How rigorous do you want the exposition to be? In simple terms, even though we often talk about "dependence" and "correlation" in intuitive terms, they have formal definitions. In particular, Kendall's tau has a formal mathematical definition, and it measures the probability of concordance minus the probability of disconcordance, where concordance between $(X,Y)$ is defined as the probability that $X_1 > X_2$ and $Y_1 > Y_2$ jointly, where $(X_1,Y_1)$, $(X_2,Y_2)$ are independent random variables with the same distribution of $(X,Y)$. As such, even if $(X,Y)$ have a high value for kendall's tau, they can certainly have little concordance at the tails (or any other part of the distribution) as long as the mass of being at those parts are low enough. If I have no association at a certain part of the distribution, but the density is really low, then an overall measure of kendall's tau may say little about the dependence at certain areas.

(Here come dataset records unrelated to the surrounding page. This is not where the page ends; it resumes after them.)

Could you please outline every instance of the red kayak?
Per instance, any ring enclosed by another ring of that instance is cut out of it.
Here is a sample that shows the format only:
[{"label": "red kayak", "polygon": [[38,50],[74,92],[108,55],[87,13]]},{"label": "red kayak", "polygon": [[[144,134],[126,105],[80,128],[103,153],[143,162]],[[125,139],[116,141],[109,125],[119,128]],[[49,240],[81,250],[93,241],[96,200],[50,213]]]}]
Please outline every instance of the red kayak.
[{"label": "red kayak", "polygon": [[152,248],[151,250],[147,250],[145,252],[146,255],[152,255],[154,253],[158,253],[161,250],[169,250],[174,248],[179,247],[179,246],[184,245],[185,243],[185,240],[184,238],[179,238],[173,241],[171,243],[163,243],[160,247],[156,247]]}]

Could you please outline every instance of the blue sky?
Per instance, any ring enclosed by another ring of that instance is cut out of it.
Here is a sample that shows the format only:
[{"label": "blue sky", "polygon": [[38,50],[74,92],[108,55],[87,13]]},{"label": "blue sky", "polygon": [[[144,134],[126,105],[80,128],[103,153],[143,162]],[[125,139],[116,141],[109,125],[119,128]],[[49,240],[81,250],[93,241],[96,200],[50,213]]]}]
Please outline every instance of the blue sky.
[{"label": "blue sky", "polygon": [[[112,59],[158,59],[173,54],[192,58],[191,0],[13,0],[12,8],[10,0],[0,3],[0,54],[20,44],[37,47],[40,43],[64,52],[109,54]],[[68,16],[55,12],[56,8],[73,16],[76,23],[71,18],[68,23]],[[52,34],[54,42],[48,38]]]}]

To answer your question more explicitly, if you know that the copula is a Gaussian copula, then knowing the parameter $.8$ is in some sense all you need to know. A commonly studied feature of copulas is the upper (lower) tail dependence, which precisely measures the 'relationship' of the copula at the tails. It can be shown that for gaussian copulas, the tail dependence is $0$. So in some sense, this is why the correlation in the middle does not apply at the extremes--it has to do with your choice of copula. For a rigorous proof of this, and also an intuitive visualization, check out this post:
Why is Gaussian Copula's Tail Dependence Zero?
Generally, copulas measure arbitrarily complicated and intricate relationships, and there's no reason why correlation in the middle implies anything about correlation at the tails, and measures such as Kendall's tau provide information about the overall 'relationship.' Maybe not the best comparison, but it's sort of similar to how for a random variable, the mean and variance provide information about the variable, but it says little about tail behavior, and so just how tail dependence exits as a concept for copulas, so does concepts like kurtosis for a random variable.